Registered com.sun.enterprise.glassfish.bootstrap.osgi.EmbeddedOSGiGlassFishRuntime@7c581736 in service registry.
Reading in commandments from /opt/payara/config/pre-boot-commands.asadmin
@Philip Durbin
We use our own LIBIS registry for docker images. We build them with rdm-build https://github.com/libis/rdm-build
Check this script https://github.com/libis/rdm-build/blob/main/images/dataverse/build_dv.sh
It uses env variables from here: https://github.com/libis/rdm-build/blob/main/env.dev
Resulting image tag is: docker.io/rdm/dataverse-stock:1.5
I add ruby to that in https://github.com/libis/rdm-build/blob/main/images/dataverse/Dockerfile
The final image tag is docker.io/rdm/dataverse:1.5
Where docker.io becomes our own LIBIS registry when building for production (STAGE=prod).
This particular image is still in test, not yet in pilot or production.
My specific branch build script: https://github.com/libis/rdm-build/blob/main/images/dataverse/build_dev_dv.sh
The other one uses the tagged version it checks out (notice that you download specific maven and java in the script, but it uses your default maven registry): https://github.com/libis/rdm-build/blob/main/images/dataverse/build_dv.sh
@Eryk Kulikowski what are you doing in an hour?

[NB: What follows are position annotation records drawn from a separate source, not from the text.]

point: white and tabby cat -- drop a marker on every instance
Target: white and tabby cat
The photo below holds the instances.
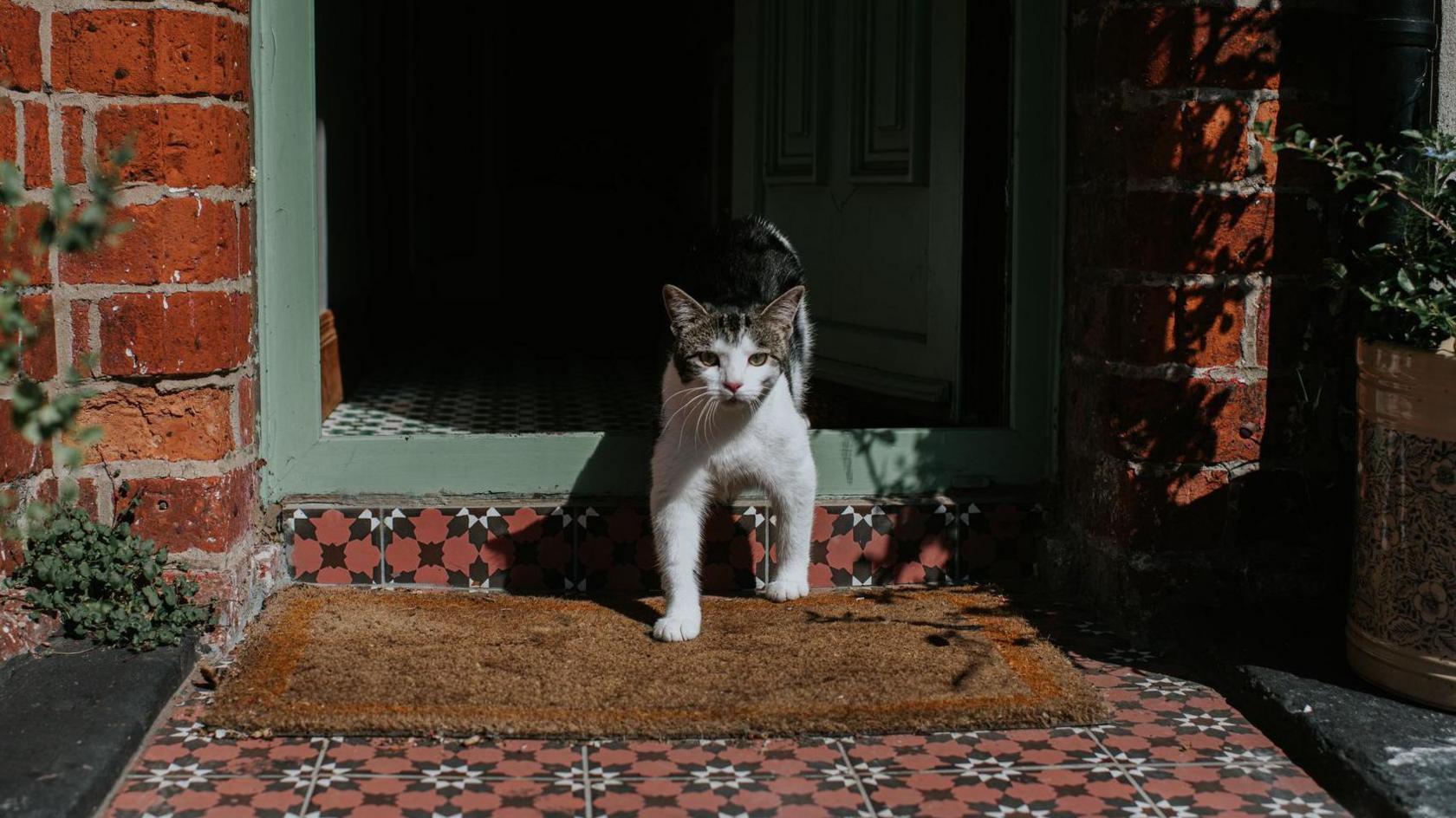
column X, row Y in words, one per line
column 732, row 411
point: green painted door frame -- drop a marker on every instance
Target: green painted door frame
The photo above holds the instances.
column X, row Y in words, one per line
column 299, row 462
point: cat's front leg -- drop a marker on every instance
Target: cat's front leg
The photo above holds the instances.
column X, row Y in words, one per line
column 791, row 495
column 678, row 527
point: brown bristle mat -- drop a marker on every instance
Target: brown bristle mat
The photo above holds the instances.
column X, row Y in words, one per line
column 353, row 661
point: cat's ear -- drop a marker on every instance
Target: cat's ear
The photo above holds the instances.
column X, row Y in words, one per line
column 783, row 310
column 682, row 308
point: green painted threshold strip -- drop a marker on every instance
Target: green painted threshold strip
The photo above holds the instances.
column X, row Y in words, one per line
column 850, row 463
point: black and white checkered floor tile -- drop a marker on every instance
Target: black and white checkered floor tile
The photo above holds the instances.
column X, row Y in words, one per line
column 599, row 396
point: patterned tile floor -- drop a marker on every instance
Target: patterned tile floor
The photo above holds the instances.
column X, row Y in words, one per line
column 1173, row 749
column 549, row 396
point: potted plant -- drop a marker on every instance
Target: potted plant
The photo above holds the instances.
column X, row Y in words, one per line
column 1401, row 627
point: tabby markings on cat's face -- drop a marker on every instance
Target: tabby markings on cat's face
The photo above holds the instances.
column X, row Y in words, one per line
column 736, row 355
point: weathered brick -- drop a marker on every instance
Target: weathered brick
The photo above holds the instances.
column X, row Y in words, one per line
column 1181, row 47
column 18, row 458
column 1184, row 421
column 19, row 240
column 72, row 146
column 149, row 334
column 179, row 145
column 36, row 146
column 246, row 412
column 1186, row 140
column 145, row 424
column 49, row 490
column 149, row 51
column 245, row 236
column 81, row 336
column 19, row 47
column 1200, row 327
column 1196, row 233
column 1165, row 511
column 173, row 240
column 38, row 357
column 9, row 132
column 200, row 513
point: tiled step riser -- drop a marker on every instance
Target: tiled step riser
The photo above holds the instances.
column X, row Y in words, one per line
column 609, row 548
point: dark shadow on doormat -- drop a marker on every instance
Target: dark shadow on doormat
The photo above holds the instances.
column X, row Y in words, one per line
column 370, row 663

Would you like to join the Containerization Working Group meeting? :grinning: https://ct.gdcc.io
As a compose file is YAML, you might try using JVM_ARG: >. See also https://yaml.org/spec/1.2.2/#line-folding
(So you should not need to pay attention about the spaces at the end)

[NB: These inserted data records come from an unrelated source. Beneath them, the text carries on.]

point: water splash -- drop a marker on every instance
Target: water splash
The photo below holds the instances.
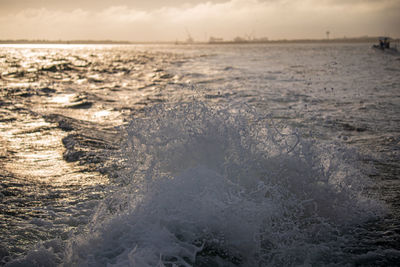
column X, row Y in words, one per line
column 221, row 186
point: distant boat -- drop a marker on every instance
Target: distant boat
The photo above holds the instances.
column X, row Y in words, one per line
column 385, row 45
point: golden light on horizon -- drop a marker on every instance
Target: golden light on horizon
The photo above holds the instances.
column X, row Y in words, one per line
column 159, row 21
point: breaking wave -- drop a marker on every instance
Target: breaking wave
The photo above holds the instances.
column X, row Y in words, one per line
column 221, row 186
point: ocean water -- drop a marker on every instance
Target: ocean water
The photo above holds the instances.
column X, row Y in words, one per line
column 199, row 155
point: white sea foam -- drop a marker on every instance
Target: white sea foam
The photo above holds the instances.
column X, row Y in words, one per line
column 221, row 186
column 212, row 186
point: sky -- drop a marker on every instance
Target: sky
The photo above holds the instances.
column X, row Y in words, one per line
column 162, row 20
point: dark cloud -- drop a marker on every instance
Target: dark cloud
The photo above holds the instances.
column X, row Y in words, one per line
column 12, row 6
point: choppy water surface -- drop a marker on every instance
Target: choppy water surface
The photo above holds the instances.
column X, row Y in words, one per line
column 236, row 155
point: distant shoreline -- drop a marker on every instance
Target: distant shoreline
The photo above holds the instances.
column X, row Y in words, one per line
column 255, row 41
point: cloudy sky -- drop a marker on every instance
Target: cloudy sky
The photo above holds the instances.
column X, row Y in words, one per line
column 163, row 20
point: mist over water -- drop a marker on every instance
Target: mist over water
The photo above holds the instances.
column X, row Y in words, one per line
column 199, row 156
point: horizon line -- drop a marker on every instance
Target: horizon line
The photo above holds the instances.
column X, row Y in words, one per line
column 218, row 41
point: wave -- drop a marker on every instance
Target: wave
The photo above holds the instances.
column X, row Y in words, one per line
column 222, row 186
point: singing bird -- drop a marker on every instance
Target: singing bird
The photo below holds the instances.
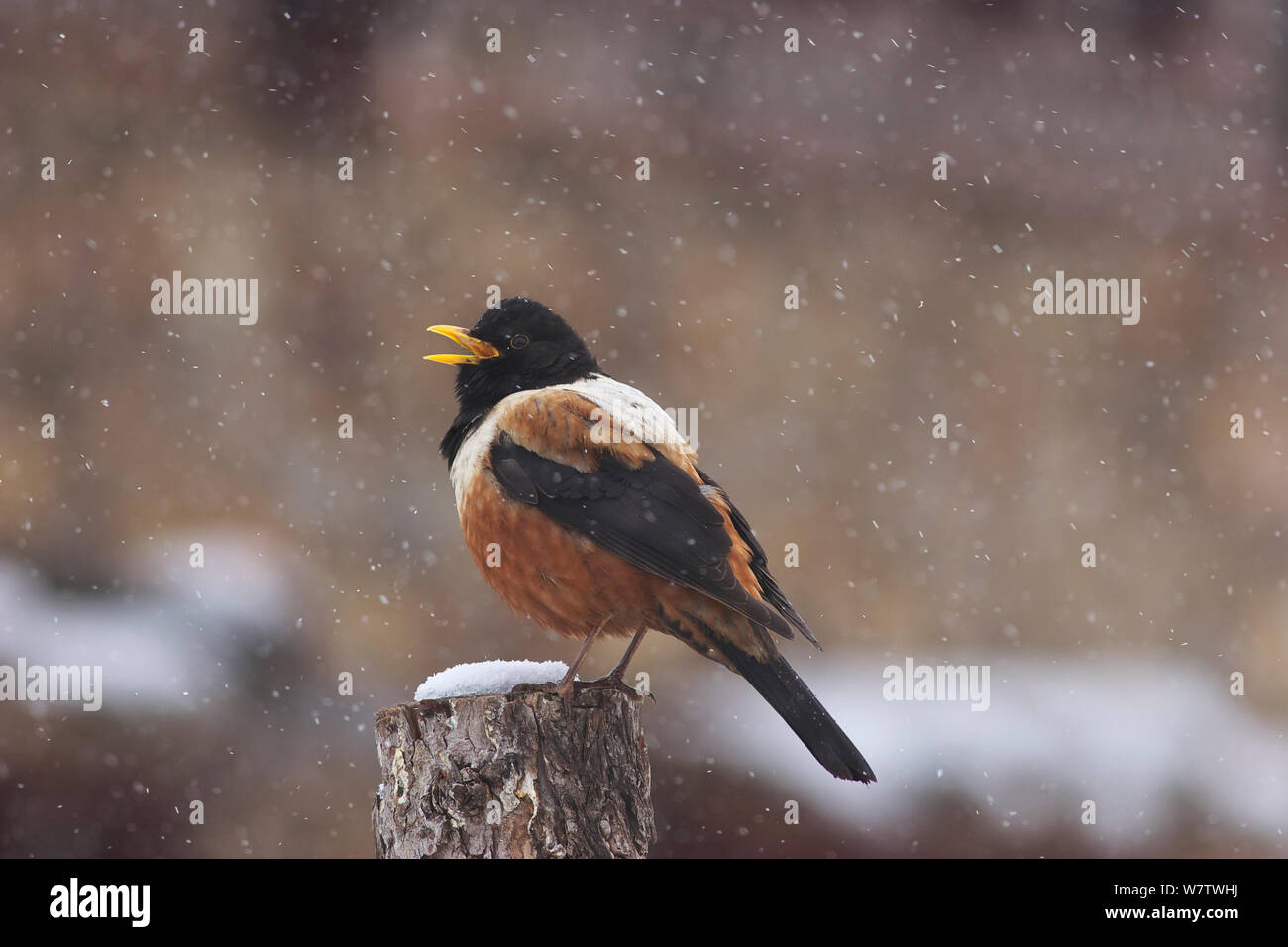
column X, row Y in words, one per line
column 603, row 519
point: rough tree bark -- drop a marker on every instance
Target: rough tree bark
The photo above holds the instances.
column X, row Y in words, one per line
column 514, row 776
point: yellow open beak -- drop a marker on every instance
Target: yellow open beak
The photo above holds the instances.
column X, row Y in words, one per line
column 478, row 350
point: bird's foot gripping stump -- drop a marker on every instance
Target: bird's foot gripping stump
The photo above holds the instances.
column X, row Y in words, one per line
column 514, row 776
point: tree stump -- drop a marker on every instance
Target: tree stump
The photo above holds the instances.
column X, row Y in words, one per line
column 514, row 776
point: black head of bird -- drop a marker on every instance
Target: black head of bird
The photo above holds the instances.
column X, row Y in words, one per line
column 518, row 347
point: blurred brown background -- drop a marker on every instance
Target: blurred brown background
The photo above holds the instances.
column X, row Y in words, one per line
column 768, row 167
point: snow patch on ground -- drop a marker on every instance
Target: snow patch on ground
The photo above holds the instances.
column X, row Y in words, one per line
column 488, row 677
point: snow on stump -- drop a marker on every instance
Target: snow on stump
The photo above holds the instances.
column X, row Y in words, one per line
column 488, row 763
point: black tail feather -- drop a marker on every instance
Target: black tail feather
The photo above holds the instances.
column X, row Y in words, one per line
column 776, row 681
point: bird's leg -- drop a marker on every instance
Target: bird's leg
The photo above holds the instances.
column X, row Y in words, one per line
column 614, row 680
column 565, row 686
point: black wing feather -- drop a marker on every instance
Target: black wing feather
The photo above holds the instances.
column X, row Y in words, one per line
column 655, row 517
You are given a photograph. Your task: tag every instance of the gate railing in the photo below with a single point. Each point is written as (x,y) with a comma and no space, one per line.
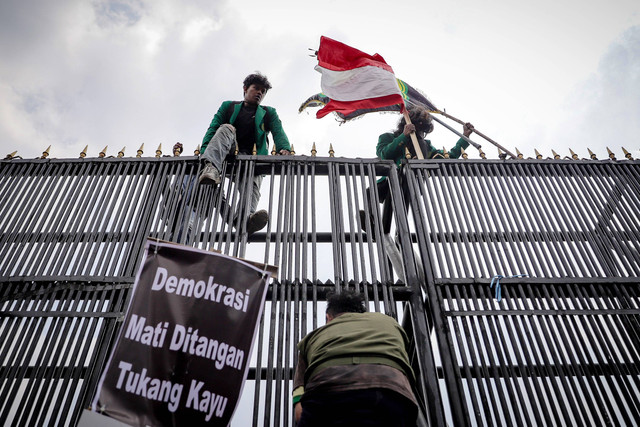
(560,346)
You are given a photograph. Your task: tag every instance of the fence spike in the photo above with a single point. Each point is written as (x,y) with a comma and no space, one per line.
(45,153)
(574,156)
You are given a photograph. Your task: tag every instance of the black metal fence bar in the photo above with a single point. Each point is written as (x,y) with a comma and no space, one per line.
(561,345)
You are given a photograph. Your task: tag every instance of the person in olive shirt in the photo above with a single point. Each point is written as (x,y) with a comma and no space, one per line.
(246,123)
(354,370)
(391,146)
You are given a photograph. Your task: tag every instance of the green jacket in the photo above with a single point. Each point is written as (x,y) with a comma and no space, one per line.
(356,338)
(392,148)
(267,120)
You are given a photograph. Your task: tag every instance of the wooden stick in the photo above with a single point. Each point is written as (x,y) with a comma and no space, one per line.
(479,133)
(414,138)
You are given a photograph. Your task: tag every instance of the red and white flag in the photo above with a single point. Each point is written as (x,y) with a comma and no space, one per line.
(354,80)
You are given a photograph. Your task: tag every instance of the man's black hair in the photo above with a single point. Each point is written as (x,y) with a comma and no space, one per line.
(256,78)
(345,302)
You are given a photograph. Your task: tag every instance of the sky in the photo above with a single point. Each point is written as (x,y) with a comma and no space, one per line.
(546,75)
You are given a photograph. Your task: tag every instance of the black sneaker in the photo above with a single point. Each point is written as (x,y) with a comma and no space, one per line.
(257,221)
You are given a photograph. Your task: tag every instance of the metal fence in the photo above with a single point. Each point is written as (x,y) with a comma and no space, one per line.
(561,346)
(559,343)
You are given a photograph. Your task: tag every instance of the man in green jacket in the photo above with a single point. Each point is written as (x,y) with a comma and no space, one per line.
(354,370)
(246,123)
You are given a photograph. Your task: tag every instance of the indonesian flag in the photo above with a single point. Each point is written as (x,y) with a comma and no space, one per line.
(354,80)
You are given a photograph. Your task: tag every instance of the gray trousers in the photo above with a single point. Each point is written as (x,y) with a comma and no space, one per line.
(221,144)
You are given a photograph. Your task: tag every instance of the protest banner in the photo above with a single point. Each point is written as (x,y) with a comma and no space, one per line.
(183,353)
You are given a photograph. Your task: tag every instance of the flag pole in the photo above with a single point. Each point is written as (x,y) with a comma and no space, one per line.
(478,132)
(414,138)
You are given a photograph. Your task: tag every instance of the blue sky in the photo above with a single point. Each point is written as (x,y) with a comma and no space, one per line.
(545,75)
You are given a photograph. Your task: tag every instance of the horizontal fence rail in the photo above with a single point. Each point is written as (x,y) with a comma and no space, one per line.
(558,344)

@Eryk Kulikowski I'm glad to see you are basing your work on the WG outputs! Glad it's being reused. Looks like we made it customizable enough.
FWIW @Eryk Kulikowski, using Xmx, Xms etc in a container context is not considered good practice. Did you see the env vars for memory management in the tunables table? http://preview.guides.gdcc.io/en/develop/container/base-image.html#tunables You can easily asign the 24g of RAM defining the container limits in the compose definition, by default 70% of that will be allocated as heap.

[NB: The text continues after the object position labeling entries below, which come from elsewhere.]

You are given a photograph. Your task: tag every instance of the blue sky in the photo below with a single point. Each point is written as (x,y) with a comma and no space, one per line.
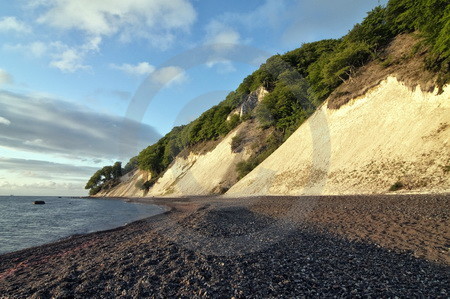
(84,83)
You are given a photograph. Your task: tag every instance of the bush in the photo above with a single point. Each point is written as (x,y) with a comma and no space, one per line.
(236,143)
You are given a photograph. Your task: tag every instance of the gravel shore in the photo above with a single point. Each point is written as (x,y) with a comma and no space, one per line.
(396,245)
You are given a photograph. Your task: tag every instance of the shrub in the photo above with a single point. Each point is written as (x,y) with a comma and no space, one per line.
(236,143)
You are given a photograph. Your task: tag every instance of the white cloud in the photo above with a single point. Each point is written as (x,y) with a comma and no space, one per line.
(61,56)
(5,121)
(142,68)
(5,77)
(69,61)
(219,33)
(51,126)
(33,50)
(12,24)
(168,76)
(155,20)
(222,66)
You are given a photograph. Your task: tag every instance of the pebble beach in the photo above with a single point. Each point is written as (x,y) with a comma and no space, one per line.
(380,245)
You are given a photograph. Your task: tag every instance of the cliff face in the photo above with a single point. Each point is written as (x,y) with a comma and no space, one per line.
(392,135)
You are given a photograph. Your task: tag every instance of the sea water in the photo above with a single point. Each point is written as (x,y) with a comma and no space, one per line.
(23,224)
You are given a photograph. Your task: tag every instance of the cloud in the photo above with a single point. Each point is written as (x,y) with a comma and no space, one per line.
(8,24)
(5,78)
(142,68)
(169,75)
(222,66)
(4,121)
(220,33)
(44,169)
(62,56)
(155,20)
(53,126)
(69,61)
(34,50)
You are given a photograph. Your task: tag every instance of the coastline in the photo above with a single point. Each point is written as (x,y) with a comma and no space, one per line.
(260,246)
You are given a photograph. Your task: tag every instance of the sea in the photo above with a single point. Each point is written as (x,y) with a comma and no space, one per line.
(24,225)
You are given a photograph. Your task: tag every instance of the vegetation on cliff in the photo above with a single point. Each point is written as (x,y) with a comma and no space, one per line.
(300,80)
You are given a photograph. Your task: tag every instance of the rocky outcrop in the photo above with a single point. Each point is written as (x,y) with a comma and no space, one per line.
(250,102)
(392,135)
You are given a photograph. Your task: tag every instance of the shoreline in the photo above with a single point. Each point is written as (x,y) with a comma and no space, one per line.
(260,246)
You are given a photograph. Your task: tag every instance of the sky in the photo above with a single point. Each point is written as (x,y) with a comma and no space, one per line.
(85,83)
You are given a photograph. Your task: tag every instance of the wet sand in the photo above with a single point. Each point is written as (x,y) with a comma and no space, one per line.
(385,245)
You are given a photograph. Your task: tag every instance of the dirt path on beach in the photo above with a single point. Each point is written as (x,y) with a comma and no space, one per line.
(272,246)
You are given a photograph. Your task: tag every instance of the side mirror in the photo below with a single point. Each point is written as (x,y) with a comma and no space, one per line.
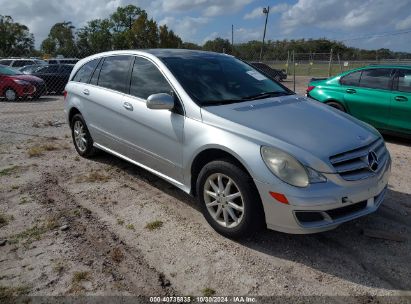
(160,101)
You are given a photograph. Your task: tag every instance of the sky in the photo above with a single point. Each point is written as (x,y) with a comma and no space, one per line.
(367,24)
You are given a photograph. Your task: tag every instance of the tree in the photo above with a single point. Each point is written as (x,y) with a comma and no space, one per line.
(168,39)
(60,40)
(95,37)
(143,34)
(15,38)
(122,21)
(218,45)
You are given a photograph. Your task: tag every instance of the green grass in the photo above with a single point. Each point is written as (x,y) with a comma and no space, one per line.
(208,292)
(154,225)
(35,233)
(120,222)
(130,226)
(80,276)
(7,293)
(9,171)
(5,219)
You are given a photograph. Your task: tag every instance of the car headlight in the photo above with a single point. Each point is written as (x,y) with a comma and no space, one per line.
(21,82)
(288,169)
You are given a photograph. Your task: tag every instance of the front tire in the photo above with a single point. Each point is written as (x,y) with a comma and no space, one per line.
(83,142)
(229,200)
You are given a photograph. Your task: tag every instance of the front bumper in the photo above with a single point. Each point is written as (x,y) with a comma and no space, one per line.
(322,207)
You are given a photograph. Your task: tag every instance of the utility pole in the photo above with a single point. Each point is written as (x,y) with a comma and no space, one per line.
(232,38)
(266,11)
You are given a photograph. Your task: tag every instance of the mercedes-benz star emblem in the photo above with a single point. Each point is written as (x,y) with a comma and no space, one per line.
(372,161)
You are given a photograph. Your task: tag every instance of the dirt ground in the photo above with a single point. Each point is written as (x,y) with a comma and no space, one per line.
(71,226)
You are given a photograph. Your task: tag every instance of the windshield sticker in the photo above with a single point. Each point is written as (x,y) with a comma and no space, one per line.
(257,75)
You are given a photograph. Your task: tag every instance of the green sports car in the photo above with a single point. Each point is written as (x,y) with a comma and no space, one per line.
(378,95)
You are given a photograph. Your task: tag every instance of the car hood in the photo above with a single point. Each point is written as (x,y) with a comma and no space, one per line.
(29,78)
(308,129)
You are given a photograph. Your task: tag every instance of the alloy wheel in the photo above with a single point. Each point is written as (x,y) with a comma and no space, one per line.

@Oliver Bertuch Thanks! I will check it out!
@Philip Durbin where I'm at: I have the basics in place, but next to read in both buckets' settings and tell Ansible to provision them within the container: https://github.com/GlobalDataverseCommunityConsortium/dataverse-ansible/blob/327_multiple_s3_stores/tests/group_vars/jenkins.yml#L336
One of my questions was whether you want want the S3 testing to provision said LocalStack buckets, but that would break testing on S3 proper. Any further direction/thoughts from you and/or @Oliver Bertuch at this point most welcome.
@Don Sizemore hmm, would it be a permanent break on testing S3 proper? Or more that if we someday want to test both S3 and LocalStack that we'd need to do further refactoring on the Ansible side?
@Deirdre Kirmis if your ears were burning a couple hours ago, we were trying to remember what flavor of S3 you use. Something on Dell, I think.
we use aws s3 .. we tried for about a year to use Dell Isilon S3 for one of our stores but never got it working =)
Oh. Bummer!
Deirdre Kirmis said:
we use aws s3 .. we tried for about a year to use Dell Isilon S3 for one of our stores but never got it working =)
Have you ever tried to front the Isilon with Minio? I will probably do sth like that with our internal S3 to enable direct up/download. https://min.io/docs/minio/linux/administration/object-management/transition-objects-to-s3.html
i think there is actually a fix to dataverse now (it was a bug in apache on the isilon server) .. but we decided to go all in on aws
i did try fronting it with minio .. i need to look back at my notes to see how that went .. i think i ran into some problems there too
but i also don't exactly always know what i'm doing :grinning_face_with_smiling_eyes:
Welcome to the club, here's your member id :identification_card: :see_no_evil:
:sweat_smile: always fun to test things out!
@Philip Durbin Ansible can create and configure the buckets in LocalStack, but if for some/any reason Dataverse wanted to, it could? I don't think you want this to be the case, but just checking.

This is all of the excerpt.